Recurrent PPO RND

Recurrent PPO RND is modified version of PPO RND to use recurrent network like LSTM or GRU. You can see why recurrent network is useful in Recurrent PPO.

Configuration

Parameter	Description
`n_steps`	(`int`) The number of time steps to collect experiences until training. The number of total experiences (`entire_batch_size`) is `num_envs * n_steps`. Since PPO is on-policy method, the experiences are discarded after training.
`epoch`	(`int`) The number of times the entire experience batch is used to update parameters
`seq_len`	(`int`) The sequence length of the experience sequence batches when training. T1he entire experience batch is split by `seq_len` unit to the experience sequence batches with `padding_value`. This is why the entire sequence batch size (`entire_seq_batch_size`) is greater than `entire_batch_size`. Typically `8` or greater value are recommended.
`seq_mini_batch_size`	(`int`) The sequence mini-batches are selected randomly and independently from the entire experience sequence batch during one epoch. The number of parameters updates at each epoch is the integer value of `entire_seq_batch_size` / `seq_mini_batch_size`.
`padding_value`	(`float`, default = `0.0`) Pad sequences to the value for the same `seq_len`.
`ext_gamma`	(`float`, default = `0.999`) Discount factor \(\gamma_E\) of future extrinsic rewards.
`int_gamma`	(`float`, default = `0.99`) Discount factor \(\gamma_I\) of future intrinsic rewards.
`ext_adv_coef`	(`float`, default = `1.0`) Extrinsic advantage multiplier.
`int_adv_coef`	(`float`, default = `1.0`) Intrinsic advantage multiplier.
`lam`	(`float`, default = `0.95`) Regularization parameter \(\lambda\) which controls the bias-variance trade-off of Generalized Advantage Estimation (GAE).
`epsilon_clip`	(`float`, default = `0.2`) Clamps the probability ratio (\(\dfrac{\pi_{\text{new}}}{\pi_{\text{old}}}\)) into the range \([1 - \epsilon, 1 + \epsilon]\).
`value_loss_coef`	(`float`, default = `0.5`) State value loss (critic loss) multiplier.
`entropy_coef`	(`float`, default = `0.001`) Entropy multiplier used to compute loss. It adjusts exploration-exploitation trade-off.
`rnd_pred_exp_proportion`	(`float`, default = `0.25`) The proportion of experiences used to train RND predictor to keep the effective batch size.
`init_norm_steps`	(`int \| None`, default = `50`) The initial time steps to initialize normalization parameters of both observation and hidden state. When the value is `None`, the algorithm never normalize them during training.
`obs_norm_clip_range`	(`[float, float]`, default = `[-5.0, 5.0]`) Clamps the normalized observation into the range `[min, max]`.
`hidden_state_norm_clip_range`	(`[float, float]`, default = `[-5.0, 5.0]`) Clamps the normalized hidden state into the range `[min, max]`.
`device`	(`str \| None`, default = `None`) Device on which the agent works. If this setting is `None`, the agent device is same as your network's one. Otherwise, the network device changes to this device. Options: `None`, `cpu`, `cuda`, `cuda:0` and other devices of `torch.device()` argument

Network

class: RecurrentPPORNDNetwork

Since it uses the recurrent network, you must consider the hidden state which can achieve the action-observation history.
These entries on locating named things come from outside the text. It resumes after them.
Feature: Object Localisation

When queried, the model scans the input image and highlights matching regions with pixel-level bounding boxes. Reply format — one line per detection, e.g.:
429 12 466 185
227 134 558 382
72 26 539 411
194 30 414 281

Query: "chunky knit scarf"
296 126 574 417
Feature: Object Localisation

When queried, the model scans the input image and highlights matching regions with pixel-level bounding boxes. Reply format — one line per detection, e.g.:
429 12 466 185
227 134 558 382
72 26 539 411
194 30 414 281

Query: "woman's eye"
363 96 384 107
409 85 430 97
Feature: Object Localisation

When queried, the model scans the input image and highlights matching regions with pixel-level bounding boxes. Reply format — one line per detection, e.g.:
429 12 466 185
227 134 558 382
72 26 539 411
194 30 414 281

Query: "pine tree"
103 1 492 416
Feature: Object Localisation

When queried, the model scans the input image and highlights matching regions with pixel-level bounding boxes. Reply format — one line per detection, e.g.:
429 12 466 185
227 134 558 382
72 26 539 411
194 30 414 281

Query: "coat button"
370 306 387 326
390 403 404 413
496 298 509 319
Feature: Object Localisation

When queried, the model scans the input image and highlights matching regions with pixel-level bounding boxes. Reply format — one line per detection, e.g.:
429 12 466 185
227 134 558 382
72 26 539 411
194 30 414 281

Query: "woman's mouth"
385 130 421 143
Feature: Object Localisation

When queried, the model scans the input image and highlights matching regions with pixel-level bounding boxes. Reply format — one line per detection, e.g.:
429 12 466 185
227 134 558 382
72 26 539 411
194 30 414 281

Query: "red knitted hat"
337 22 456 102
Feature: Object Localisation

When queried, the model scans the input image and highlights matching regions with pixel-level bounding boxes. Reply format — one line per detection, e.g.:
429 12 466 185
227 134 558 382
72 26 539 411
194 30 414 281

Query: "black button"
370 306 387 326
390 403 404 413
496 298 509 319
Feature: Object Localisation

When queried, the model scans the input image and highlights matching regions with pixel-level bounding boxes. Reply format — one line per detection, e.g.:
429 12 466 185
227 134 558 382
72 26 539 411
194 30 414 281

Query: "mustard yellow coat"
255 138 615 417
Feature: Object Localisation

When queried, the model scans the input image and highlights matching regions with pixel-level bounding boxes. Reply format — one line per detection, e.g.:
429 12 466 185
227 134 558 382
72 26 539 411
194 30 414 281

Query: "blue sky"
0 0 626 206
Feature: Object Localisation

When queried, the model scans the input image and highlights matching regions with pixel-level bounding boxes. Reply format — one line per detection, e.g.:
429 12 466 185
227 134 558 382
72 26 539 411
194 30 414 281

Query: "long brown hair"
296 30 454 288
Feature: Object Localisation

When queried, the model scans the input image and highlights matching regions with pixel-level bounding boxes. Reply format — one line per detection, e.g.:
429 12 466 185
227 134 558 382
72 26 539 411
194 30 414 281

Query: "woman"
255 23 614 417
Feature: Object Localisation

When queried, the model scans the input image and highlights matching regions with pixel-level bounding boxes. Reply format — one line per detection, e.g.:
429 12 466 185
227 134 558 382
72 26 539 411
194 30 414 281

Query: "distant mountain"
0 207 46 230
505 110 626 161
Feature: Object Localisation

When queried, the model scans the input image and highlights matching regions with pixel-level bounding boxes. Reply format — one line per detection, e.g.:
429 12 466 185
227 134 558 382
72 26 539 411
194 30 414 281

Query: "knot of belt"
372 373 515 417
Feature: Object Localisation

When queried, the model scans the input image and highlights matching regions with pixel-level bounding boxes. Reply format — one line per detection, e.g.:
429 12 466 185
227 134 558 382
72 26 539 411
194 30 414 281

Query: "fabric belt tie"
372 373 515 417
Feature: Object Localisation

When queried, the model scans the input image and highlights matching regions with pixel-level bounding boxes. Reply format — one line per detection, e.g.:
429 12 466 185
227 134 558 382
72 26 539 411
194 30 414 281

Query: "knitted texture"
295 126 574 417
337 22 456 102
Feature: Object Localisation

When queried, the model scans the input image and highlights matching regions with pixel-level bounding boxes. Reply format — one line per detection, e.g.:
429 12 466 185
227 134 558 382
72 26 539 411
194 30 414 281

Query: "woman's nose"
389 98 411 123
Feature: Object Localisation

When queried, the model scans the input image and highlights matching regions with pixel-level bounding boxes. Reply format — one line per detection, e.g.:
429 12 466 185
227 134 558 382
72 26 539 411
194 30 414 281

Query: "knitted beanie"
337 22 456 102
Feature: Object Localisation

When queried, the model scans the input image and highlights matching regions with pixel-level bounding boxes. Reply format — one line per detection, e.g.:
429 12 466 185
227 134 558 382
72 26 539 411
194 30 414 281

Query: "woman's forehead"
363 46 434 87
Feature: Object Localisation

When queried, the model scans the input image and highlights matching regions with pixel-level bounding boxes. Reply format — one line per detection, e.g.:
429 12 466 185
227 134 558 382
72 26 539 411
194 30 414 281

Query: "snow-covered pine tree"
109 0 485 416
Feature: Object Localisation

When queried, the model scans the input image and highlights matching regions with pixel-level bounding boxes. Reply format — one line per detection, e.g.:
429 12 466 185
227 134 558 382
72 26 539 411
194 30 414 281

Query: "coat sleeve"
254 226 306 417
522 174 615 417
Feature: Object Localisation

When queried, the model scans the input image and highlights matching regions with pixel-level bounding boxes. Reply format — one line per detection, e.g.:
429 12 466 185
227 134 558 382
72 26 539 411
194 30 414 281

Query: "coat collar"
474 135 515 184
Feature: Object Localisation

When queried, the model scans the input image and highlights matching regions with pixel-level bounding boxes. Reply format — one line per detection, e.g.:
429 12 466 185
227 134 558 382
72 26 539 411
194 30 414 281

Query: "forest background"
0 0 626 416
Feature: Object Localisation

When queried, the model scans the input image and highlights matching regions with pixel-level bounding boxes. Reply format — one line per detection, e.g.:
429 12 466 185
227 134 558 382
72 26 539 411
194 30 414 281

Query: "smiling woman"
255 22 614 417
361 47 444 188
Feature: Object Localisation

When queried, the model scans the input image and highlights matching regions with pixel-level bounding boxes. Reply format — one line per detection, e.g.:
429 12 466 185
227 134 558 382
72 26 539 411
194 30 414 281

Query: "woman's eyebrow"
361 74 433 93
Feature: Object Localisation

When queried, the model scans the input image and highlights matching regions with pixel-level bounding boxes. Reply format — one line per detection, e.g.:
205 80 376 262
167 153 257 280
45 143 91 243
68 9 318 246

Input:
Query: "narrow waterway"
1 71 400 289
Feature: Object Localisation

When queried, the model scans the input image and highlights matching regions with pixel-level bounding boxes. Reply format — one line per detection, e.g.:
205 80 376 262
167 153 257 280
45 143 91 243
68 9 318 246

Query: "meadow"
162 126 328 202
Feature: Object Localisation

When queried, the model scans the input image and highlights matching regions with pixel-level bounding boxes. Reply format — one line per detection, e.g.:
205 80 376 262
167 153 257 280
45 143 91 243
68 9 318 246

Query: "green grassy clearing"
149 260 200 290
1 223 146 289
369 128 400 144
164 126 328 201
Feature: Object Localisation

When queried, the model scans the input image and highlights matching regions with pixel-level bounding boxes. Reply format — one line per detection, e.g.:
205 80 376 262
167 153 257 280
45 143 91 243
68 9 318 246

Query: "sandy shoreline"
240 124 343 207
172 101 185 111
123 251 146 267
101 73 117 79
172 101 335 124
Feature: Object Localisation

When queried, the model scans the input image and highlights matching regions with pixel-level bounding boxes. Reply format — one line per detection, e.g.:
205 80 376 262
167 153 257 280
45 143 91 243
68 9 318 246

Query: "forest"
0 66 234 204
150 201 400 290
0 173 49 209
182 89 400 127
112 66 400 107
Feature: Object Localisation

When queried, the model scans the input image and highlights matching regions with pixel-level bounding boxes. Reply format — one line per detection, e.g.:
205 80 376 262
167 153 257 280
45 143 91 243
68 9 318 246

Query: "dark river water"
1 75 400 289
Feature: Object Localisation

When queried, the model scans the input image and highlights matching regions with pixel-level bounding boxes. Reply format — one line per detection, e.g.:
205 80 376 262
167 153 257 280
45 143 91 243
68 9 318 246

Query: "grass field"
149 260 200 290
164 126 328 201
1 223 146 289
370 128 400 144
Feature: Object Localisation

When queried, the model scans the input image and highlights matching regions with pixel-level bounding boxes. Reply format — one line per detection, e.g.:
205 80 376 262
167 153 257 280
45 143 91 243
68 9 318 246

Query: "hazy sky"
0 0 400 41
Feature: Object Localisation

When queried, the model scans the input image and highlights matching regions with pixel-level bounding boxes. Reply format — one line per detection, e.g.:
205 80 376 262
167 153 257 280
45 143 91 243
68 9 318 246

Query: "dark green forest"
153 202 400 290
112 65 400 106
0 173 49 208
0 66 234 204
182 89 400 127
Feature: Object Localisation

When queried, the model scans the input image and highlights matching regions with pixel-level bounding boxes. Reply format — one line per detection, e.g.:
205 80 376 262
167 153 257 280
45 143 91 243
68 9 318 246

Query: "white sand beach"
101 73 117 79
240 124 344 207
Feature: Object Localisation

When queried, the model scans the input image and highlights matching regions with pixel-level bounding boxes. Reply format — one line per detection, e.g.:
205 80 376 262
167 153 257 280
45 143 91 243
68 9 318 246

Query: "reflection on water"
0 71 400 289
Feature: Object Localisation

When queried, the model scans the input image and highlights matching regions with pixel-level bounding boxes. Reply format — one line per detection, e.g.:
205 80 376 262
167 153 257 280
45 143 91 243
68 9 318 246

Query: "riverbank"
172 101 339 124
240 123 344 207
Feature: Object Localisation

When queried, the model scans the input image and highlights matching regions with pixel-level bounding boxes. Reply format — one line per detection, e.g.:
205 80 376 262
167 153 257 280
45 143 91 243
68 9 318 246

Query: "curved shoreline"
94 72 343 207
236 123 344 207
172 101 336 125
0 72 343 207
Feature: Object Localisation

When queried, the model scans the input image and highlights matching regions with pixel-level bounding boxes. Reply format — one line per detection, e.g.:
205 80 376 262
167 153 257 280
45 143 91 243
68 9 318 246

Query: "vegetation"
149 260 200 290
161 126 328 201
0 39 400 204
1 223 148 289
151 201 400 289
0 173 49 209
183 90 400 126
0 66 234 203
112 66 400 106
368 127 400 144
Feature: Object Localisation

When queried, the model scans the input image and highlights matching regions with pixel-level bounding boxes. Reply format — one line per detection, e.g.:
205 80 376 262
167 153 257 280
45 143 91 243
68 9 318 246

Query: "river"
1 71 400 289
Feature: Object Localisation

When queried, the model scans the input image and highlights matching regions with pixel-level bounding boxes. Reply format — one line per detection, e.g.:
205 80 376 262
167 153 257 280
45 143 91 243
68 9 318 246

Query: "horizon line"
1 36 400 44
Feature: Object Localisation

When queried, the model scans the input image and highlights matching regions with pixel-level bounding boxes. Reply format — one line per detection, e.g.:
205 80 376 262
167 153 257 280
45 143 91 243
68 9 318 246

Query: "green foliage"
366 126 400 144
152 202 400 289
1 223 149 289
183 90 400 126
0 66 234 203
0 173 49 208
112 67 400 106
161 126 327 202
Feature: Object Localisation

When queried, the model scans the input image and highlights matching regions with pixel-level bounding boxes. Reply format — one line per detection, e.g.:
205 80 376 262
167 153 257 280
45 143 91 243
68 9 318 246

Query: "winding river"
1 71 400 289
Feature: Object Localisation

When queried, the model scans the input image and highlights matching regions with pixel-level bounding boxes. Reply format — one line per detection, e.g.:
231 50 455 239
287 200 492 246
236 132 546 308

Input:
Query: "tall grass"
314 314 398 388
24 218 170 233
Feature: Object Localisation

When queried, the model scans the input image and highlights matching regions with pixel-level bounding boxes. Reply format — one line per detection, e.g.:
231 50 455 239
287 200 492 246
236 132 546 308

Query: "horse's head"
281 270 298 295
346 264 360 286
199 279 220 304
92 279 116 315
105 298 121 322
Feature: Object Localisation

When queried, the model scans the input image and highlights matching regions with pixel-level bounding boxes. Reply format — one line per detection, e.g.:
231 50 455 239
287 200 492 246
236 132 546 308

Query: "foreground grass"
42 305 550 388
Note that since PPO uses the Actor-Critic architecure and the parameter sharing, the encoding layer must be shared between Actor and Critic. Be careful not to share parameters between PPO and RND networks.

RND uses extrinsic and intrinsic reward streams. Each stream can be different episodic or non-episodic, and can have different discount factors. RND constitutes of the predictor and target networks. Both of them should have the similar architectures (not must same) but their initial parameters should not be the same. The target network is deterministic, which means it will be never updated.

You need to implement below methods.

Forward Actor-Critic

@abstractmethod
def forward_actor_critic(
    self, 
    obs_seq: Observation, 
    hidden_state: Tensor
) -> tuple[PolicyDist, Tensor, Tensor, Tensor]
  

Parameters:

Name	Description	Shape
obs_seq (`Observation`)	Observation sequence batch tuple.	`*batch_shape` = `(seq_batch_size, seq_len)` details in `Observation` docs
hidden_state (`Tensor`)	Hidden states at the beginning of each sequence.	`(D x num_layers, seq_batch_size, H)`

Returns:

Name	Description	Shape
policy_dist_seq (`PolicyDist`)	Policy distribution \(\pi(a \vert s)\) sequences.	`*batch_shape` = `(seq_batch_size, seq_len)` details in `PolicyDist` docs
ext_state_value_seq (`Tensor`)	Extrinsic state value \(V_E(s)\) sequences.	`(seq_batch_size, seq_len, 1)`
int_state_value_seq (`Tensor`)	Intrinsic state value \(V_I(s)\) sequences.	`(seq_batch-size, seq_len, 1)`
next_seq_hidden_state (`Tensor`)	Hidden states which will be used for the next sequence.	`(D x num_layers, seq_batch_size, H)`

Refer to the following explanation:

seq_batch_size: the number of independent sequences
seq_len: the length of each sequence
num_layers: the number of recurrent layers
D: 2 if bidirectional otherwise 1
H: the value depends on the type of the recurrent network

When you use LSTM, H = H_cell + H_out. See details in https://pytorch.org/docs/stable/generated/torch.nn.LSTM.html.
When you use GRU, H = H_out. See details in https://pytorch.org/docs/stable/generated/torch.nn.GRU.html.

Forward RND

@abstractmethod
def forward_rnd(
    self, 
    obs: Observation, 
    hidden_state: Tensor
) -> tuple[Tensor, Tensor]
  

The value of out_features depends on you.

Parameters:

Name	Description	Shape
obs (`Observation`)	Observation batch tuple.	`*batch_shape` = `(batch_size,)` details in `Observation` docs
hidden_state (`Tensor`)	Hidden state batch with flattened features.	`(batch_size, D x num_layers x H)`

Returns:

Name	Description	Shape
predicted_feature (`Tensor`)	Predicted feature \(\hat{f}(s)\) whose gradient flows.	`(batch_size, out_features)`
target_feature (`Tensor`)	Target feature \(f(s)\) whose gradient doesn't flow.	`(batch_size, out_features)`